# AKC Rally Obedience



## Bogart'sMom (Sep 16, 2005)

Hi I'll send you a PM


----------



## FlyingQuizini (Oct 24, 2006)

I've done through Rally Excellent with my Whippet. You stand in a designated corner of the ring, with your dog on leash in either a sit or a down. When I showed, the ring steward tells you where to go and how to stand relative to your dog, i.e, in front of or next to, etc. You're in the ring for as long as it takes the working dog to do the course. Wait for the ring steward to tell you you're done at the end. You can talk to your dog all you need to, just like when you're working.

I'm not sure about the 6' foot leash rule. THat might be new. When I was showing, it was watever your show leash was and I never showed with anything that long. My show leads are about 3'.


----------



## Bogart'sMom (Sep 16, 2005)

In RallyO you need a 6' leash.


----------



## MaddieMagoo (Aug 14, 2007)

FlyingQuizini said:


> I've done through Rally Excellent with my Whippet. You stand in a designated corner of the ring, with your dog on leash in either a sit or a down. When I showed, the ring steward tells you where to go and how to stand relative to your dog, i.e, in front of or next to, etc. You're in the ring for as long as it takes the working dog to do the course. Wait for the ring steward to tell you you're done at the end. You can talk to your dog all you need to, just like when you're working.
> 
> I'm not sure about the 6' foot leash rule. THat might be new. When I was showing, it was watever your show leash was and I never showed with anything that long. My show leads are about 3'.

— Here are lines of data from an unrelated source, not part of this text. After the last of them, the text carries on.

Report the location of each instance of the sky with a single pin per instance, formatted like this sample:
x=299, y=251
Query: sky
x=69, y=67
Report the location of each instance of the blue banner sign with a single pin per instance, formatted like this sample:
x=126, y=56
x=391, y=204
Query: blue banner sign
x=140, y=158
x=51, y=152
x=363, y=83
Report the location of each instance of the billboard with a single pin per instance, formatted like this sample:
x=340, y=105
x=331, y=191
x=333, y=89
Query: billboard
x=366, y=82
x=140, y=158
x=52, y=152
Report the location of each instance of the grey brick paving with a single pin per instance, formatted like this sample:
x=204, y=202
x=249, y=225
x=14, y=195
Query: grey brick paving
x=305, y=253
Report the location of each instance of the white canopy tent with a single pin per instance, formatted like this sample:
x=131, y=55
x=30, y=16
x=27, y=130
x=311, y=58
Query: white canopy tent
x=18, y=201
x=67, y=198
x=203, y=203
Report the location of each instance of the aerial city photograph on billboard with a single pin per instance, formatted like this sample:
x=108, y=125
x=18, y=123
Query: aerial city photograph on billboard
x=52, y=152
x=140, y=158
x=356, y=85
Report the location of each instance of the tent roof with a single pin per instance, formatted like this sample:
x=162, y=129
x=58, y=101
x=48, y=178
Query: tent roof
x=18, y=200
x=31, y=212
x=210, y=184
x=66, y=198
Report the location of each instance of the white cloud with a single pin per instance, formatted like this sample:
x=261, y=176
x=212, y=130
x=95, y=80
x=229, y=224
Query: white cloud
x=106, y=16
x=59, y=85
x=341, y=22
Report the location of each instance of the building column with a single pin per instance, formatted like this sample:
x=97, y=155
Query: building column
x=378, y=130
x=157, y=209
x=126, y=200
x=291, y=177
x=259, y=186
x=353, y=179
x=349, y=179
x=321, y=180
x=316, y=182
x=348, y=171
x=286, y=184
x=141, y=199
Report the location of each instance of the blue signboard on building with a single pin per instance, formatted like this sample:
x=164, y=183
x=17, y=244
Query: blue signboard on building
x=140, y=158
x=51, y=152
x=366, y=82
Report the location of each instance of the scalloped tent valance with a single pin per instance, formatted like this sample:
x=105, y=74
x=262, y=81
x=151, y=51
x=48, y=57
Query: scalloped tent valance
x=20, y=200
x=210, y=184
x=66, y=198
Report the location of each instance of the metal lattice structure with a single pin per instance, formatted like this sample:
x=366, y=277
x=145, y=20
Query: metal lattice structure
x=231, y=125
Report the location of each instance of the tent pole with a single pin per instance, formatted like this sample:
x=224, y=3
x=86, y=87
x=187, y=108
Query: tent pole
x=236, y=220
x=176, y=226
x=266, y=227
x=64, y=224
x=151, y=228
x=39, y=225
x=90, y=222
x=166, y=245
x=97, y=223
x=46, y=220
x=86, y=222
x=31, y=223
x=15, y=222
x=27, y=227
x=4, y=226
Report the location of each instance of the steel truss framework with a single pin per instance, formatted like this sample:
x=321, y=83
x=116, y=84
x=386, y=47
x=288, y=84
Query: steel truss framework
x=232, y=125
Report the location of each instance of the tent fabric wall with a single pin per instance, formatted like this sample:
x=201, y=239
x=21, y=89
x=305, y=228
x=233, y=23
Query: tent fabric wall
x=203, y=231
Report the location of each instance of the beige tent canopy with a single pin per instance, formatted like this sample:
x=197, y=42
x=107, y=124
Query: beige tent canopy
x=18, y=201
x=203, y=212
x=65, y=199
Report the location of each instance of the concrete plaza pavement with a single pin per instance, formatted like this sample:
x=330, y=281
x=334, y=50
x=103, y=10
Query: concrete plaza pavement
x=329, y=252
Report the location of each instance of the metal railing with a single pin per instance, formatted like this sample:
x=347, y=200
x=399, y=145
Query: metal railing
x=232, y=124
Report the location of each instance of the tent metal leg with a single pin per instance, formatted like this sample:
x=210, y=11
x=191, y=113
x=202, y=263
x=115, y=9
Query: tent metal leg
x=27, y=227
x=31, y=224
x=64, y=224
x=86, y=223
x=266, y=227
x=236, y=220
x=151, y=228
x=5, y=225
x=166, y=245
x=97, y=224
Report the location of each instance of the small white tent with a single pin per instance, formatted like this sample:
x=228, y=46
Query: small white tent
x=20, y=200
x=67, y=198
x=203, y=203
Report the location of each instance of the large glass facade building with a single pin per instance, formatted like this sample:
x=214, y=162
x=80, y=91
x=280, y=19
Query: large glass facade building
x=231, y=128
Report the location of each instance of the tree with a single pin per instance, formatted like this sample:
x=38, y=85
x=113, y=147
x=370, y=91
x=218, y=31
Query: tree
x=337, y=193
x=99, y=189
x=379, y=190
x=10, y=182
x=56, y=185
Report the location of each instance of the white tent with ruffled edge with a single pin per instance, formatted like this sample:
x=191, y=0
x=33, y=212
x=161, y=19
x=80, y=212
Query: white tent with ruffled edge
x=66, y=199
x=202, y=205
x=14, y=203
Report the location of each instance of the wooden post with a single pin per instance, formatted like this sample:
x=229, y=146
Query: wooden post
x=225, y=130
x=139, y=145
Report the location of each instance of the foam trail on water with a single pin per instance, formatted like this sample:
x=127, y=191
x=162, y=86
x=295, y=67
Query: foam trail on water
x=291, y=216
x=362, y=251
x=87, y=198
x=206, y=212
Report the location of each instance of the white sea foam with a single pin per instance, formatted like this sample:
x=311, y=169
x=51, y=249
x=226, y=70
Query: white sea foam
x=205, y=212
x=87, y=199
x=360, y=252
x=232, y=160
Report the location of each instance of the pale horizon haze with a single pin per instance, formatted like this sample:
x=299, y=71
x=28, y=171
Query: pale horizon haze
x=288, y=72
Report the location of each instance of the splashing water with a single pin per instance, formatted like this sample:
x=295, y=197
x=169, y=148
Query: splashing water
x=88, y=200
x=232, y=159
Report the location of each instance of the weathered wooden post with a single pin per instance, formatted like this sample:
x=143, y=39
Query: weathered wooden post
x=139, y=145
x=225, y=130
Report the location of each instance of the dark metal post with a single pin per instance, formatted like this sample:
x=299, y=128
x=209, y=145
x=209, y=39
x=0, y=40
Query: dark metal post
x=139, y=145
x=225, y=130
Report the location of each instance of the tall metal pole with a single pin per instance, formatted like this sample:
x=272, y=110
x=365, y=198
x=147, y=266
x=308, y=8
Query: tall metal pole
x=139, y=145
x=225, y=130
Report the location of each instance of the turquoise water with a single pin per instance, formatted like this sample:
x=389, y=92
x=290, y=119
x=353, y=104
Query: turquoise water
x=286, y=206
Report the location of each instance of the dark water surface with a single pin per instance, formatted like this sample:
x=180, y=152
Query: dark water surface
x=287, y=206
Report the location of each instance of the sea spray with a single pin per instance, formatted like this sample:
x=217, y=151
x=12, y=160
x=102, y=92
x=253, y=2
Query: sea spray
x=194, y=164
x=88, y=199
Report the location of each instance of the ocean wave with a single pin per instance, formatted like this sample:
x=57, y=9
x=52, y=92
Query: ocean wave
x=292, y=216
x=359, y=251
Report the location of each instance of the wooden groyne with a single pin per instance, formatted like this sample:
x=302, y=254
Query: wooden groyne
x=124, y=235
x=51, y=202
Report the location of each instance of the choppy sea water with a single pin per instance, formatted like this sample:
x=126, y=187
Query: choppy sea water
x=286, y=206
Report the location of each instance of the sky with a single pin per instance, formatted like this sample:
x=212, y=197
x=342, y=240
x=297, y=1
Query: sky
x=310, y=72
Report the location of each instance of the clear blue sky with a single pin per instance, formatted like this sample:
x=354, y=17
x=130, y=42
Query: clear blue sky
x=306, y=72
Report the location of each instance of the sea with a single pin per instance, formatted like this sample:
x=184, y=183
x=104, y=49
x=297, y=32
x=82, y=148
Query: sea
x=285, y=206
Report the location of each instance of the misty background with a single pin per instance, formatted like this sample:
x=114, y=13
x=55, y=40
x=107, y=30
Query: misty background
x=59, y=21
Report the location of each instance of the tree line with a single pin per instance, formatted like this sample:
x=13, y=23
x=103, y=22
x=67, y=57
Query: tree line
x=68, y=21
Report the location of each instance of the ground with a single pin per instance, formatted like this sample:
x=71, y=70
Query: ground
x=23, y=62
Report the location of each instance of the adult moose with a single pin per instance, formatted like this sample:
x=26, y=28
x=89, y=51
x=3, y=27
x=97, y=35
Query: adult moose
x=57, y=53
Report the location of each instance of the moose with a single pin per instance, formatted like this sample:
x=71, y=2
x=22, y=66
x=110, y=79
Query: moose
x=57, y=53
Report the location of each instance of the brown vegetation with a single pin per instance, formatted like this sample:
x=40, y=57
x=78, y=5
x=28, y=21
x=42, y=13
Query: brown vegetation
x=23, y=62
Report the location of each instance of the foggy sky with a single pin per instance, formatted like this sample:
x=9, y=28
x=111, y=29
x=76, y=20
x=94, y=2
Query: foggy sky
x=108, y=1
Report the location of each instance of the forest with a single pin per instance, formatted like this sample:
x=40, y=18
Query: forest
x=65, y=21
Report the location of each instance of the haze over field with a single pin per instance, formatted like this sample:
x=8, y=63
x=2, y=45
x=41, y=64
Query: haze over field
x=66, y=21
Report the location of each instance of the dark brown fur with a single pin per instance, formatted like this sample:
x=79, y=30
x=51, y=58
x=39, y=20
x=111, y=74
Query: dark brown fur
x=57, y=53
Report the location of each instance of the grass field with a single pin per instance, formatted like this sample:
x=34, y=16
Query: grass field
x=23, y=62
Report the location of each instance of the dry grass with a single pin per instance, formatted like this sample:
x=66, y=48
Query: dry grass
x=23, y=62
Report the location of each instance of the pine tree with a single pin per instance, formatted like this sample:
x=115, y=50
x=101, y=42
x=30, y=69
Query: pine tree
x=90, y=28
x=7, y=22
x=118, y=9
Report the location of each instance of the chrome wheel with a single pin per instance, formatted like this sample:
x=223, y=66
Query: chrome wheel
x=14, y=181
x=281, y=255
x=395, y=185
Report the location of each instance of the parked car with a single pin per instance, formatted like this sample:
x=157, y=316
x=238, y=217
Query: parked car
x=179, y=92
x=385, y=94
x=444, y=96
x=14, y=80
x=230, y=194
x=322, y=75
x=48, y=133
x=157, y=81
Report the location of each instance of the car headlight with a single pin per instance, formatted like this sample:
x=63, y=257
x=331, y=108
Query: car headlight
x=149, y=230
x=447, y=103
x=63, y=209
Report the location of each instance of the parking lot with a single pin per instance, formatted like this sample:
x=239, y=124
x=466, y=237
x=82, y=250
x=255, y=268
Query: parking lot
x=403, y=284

Thanks Steph...that helps a little bit! 

I'm just sooo nervous...haven't been in the ring since last July...whew! Just talking about it makes me nervous!! 

Hey that brings up a good topic...how do you guys deal with ring nerves? I get those bad...and my stomach just tosses and turns. AHHH...but yet I'm still excited...it's ALL GOLDENS there...yipee!! 

Bogart's Mom-
Thanks...for the PM, i didn't know you did Rally...or are you just taking classes right now? But, good luck!


----------



## LibertyME (Jan 6, 2007)

Spend time proofing having other dogs walk 'directly toward' Maddie and have other dogs doing 270's and 360's near Maddie and have them jump and land in front of her...
The times Ive seen the most dogs fail an Honor was when the course had a jump landing about 6' from the honor dog...many of them just couldnt take the pressure of having a dog land a jump near them...

The other hint is to stay focused on your dog....pay only as much attention to the team working the course as is necessary to know if where they are in relationship to you....

Proof-Proof-Proof long sit-stays and down stays....some teams take a loooong time to finish the course...


----------



## FlyingQuizini (Oct 24, 2006)

Bogart'sMom said:


> In RallyO you need a 6' leash.


Ah, got it. That must be a new rule. Wasn't the case when I was showing in Rally. Do you need a 6' leash for the entire Novice course (only level done on leash) or just for the Excellent honor work?


----------



## Bogart'sMom (Sep 16, 2005)

For now Bogart and I just compeded in Rally Novice and yes the dog has to have the leash on the whole time in Novice.
Soon we are starting to train for advance Rally and I us to try our hand/paws in obedience, should be fun. Bogart is always up to anything I want to do with him.


----------